Paper No. 13
Presentation Time: 12:00 PM
CAUGHT IN THE MIDDLE: EVALUATING THE HISTORICAL CONDITION AND POTENTIAL IMPAIRMENT OF UPPER PRIOR LAKE, SCOTT COUNTY, MN
Spring Lake, Upper Prior Lake, and Lower Prior Lake comprise a connected three-lake system (PLSL system) in the Prior/Spring Lake Watershed District, Scott County, Minnesota. Spring Lake is a hypereutrophic lake at the head of the PLSL system characterized by high nutrient levels resulting in large algal blooms and deepwater anoxia during the summer. Consequently, several ecological and geochemical changes have taken place, including decreased diatom diversity, increased oxygen stress on certain organisms, and phosphate release from sediments. At the other end of the system, Lower Prior Lake has been much more stable and shows little evidence of major ecological or geochemical shifts. The hydrology of the PLSL system moves nutrient-rich waters down the system from Spring Lake to Upper Prior Lake (UPL), with the potential for impairment of UPL. In this study, I explored the paleoecology of UPL using x-ray fluorescence, loss-on-ignition, and sediment microscopy from a 2.6 m- long sediment core that spans several centuries. Preliminary results indicate significant biological, physical, and chemical changes in UPL over the last two centuries. Calcium concentration increases 500% from the beginning of the record, while iron concentration drops nearly 300%. I interpret this to mean that UPL has increased in depth and area over the course of this record, and the main source of deposition has shifted from external clastics to internal biological sources. Sediment microscopy shows that biological productivity has increased markedly since the start of the record, most likely as a result of deepening of the lake and increased nutrient input.

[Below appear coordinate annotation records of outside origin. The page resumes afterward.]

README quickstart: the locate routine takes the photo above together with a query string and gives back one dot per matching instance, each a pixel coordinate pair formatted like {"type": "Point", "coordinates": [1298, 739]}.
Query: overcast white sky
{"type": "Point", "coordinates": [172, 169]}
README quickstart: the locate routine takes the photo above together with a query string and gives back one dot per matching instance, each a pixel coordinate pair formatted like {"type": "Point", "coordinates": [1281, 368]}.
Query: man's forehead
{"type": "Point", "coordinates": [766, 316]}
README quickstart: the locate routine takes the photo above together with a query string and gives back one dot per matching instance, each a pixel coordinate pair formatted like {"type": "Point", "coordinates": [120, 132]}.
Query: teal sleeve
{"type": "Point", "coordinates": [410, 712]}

Diatom species have shifted from predominantly benthic species to planktonic species, including the genus Stephanodiscus and Asterionella formosa, two types of diatoms known to exist in waters containing plentiful phosphate. Millimeter-thick laminations of lighter colored, calcite-rich sediments persist through the top 1.3m of sediment. Laminations were previously observed in recent Spring Lake sediments where the bottom waters became increasingly anoxic over the last few decades. Laminations in UPL may indicate that a transition to an impaired system occurred earlier than we suspected. This study shows how the impairment of one lake has caused similar changes in a downstream lake.